I find curious the obvious need for floating windows here when I in my daily life in the studio never see anyone use such windows. Nobody uses them, in unreal, unity, maya, max, substance, modo… Everyone uses ordinary tile windows. The maximum they use is if the UV editor of maya or max that basically needs to be a floating window by obligation. That if we think about it, except for 3D programs is how it works almost all current programs, nobody uses floating windows these days simply because it is a concept rather than when you had small screens of 1024x768. Even Photoshop has almost abandoned that concept in macOS, when they take pride in it.

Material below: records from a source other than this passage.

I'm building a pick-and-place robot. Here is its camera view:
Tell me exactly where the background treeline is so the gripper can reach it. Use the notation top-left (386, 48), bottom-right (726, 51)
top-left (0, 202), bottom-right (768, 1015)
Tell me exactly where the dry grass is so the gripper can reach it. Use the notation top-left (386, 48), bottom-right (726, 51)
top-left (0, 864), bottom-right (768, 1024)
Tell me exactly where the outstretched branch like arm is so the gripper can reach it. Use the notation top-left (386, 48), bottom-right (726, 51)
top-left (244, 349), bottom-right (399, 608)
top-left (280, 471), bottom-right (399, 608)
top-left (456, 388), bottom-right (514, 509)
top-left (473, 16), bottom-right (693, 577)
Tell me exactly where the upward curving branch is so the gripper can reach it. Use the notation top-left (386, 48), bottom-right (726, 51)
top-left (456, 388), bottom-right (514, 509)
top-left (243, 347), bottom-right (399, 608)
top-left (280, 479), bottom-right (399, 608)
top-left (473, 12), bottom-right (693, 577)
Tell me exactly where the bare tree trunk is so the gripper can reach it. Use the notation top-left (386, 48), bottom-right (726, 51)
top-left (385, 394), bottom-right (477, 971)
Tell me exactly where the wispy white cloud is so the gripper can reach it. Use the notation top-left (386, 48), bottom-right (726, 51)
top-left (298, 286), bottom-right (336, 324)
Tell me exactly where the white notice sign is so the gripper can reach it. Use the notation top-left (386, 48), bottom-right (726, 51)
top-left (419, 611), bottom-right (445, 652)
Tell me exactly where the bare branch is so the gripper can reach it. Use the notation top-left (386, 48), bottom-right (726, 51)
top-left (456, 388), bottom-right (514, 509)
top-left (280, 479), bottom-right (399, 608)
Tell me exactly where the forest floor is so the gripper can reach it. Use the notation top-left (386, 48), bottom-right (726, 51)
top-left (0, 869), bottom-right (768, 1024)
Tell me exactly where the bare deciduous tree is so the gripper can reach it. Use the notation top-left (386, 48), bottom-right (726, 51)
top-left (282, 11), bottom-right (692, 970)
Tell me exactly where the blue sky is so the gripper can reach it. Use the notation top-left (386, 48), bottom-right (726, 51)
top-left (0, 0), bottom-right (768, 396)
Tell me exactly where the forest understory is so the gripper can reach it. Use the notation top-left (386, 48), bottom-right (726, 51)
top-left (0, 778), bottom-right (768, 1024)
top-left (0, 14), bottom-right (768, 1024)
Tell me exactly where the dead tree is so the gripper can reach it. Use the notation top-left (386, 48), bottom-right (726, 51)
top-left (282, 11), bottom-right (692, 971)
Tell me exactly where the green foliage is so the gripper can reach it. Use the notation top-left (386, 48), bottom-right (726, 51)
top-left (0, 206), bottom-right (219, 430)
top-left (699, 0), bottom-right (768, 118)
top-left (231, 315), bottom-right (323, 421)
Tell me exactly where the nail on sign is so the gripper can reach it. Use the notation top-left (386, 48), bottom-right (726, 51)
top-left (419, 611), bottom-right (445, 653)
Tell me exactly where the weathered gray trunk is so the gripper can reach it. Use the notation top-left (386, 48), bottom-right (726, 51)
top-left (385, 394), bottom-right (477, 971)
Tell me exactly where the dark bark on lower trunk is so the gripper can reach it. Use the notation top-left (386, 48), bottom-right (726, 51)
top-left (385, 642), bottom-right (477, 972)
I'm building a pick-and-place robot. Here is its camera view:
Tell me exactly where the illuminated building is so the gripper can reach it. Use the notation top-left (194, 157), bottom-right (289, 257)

Obviously, if it was easy to implement, it’s not a problem either, the developers will know that. But if we get into the real heart of the matter (Custom UI, tabs) it won’t be a piece of cake to implement and maybe it’s a big problem. And I don’t see much reason to implement floating windows before those features that are used around the world today. Because we won’t deny it, floating windows are only used by very experienced users.

I am also so surprised by this problem when the interface of blender is basically monolithic, that is, with two/three areas you do absolutely everything that your current task forces you to do. As a modeler I can count on my fingers as many times as monthly, I have to exit my two monitor configuration (3DView / properties) and (Outliner / Uv Editor).

And on the subject of which more options is better, the truth is that I would recommend to anyone who looks a little at the subject of design, because having more options does not mean better and users prefer, by far, interfaces that are not cumbersome. Hence, few people use floating windows, at least in my immediate environment.

You are completely missing the point. Nobody here wants floating windows to make one huge stack of overlapping windows. It is just for the convenience of using multi monitor setups. Every app that you mentioned uses floating windows to show content on multiple monitors. Blender can’t do that currently and using Blender in on multi monitor setup is such a big PITA that it is better to avoid it. Having a DCC app that can’t be effectively used on multi monitor setup is a quite a big deal.